After being elected mayor in 2002 to the liberal town, Cranston, Laffey faced many hurdles. One of the biggest was his fight against waste caused by city unions. Laffey stated that other politicians were scared to deal with the unions because, "They’re not going to get reelected without the unions’ support. Me, I don’t care."[2] The mayor worked to deal with the issue of overpaid city crossing guards workers; which were being paid the equivalent of $129 per hour in the city, this action led to a lot of criticism from unions and some government officials.[3] He also used security cameras as evidence that city workers were being negligent on the job.[4] In 2003, Laffey gave private groups permission to set up Christmas displays on city property.

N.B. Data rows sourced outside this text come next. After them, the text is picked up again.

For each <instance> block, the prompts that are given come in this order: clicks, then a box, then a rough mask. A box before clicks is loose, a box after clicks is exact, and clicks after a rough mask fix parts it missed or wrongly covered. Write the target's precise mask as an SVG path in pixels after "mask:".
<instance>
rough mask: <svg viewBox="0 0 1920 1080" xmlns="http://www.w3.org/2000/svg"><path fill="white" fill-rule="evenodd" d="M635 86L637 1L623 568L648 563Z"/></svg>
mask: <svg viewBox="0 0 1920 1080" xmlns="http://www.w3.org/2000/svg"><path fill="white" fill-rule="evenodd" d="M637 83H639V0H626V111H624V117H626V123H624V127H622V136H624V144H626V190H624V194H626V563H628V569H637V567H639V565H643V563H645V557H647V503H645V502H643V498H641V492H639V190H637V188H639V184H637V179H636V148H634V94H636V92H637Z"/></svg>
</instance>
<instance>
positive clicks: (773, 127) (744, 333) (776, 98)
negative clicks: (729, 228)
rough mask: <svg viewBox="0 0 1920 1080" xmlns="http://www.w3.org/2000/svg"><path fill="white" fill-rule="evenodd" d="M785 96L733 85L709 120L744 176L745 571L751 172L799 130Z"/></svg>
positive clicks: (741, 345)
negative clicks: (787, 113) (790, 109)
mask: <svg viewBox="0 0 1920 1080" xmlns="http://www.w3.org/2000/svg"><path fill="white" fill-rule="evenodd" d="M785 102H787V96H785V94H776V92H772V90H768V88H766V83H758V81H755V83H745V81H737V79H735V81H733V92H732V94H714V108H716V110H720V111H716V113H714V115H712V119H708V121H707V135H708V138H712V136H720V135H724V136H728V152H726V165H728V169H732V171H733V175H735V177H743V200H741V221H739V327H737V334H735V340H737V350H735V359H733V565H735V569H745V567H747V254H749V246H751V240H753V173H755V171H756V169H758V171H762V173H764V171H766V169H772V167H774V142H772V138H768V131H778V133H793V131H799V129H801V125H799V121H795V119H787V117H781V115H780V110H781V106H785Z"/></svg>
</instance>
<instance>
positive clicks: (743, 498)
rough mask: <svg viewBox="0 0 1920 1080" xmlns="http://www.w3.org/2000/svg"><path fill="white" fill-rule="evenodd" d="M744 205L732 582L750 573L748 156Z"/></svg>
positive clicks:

The ACLU attacked the mayor decision saying that it broke the “separation between church and state,” Laffey defended his position stating that state was not paying for the displays and that anyone could put them up. In the end, the city was victorious over the ACLU with a unanimous ruling by the U.S. Court of Appeals.[5] Laffey was reelected as Cranston mayor in 2004, winning 64% of the city's vote.[6]

Senatorial primary race

In 2006, the conservative Laffey ran against Republican Senator Lincoln Chafee, who was known for his liberal voting record. This primary race would turn out to be a fierce battle which would pin Laffey up against some established Republican leaders including United States President, George W. Bush, Elizabeth Dole, and the National Republican Senatorial Committee. Many political spectators draw the comparison between Laffey’s primary race and that of United States Congressmen, Patrick Toomey, who also went against the GOP in a failed attempt at replace liberal Republican senator, Arlen Specter.[7] Throughout Laffey’s campaign he drew support of conservative organizations like National Review and the Club For Growth, which donated half a million to Laffey’s primary race. Although conservatives supported Laffey, many Republican organization's donated large amounts of money to Chafee’s campaign, Laffey stated, "Whatever happened to Ronald Reagan's 11th commandment," referring to Reagan’s admonition never to speak ill of another Republican.[8] After a long primary battle Laffey was unable to overcome the opposition that the National Republican Senatorial Committee brought. He lost by 8% in a primary that brought a record turnout.[9] Laffey's opponent, Lincoln Chafey, later went on to lose the general election to Democrat, Sheldon Whitehouse.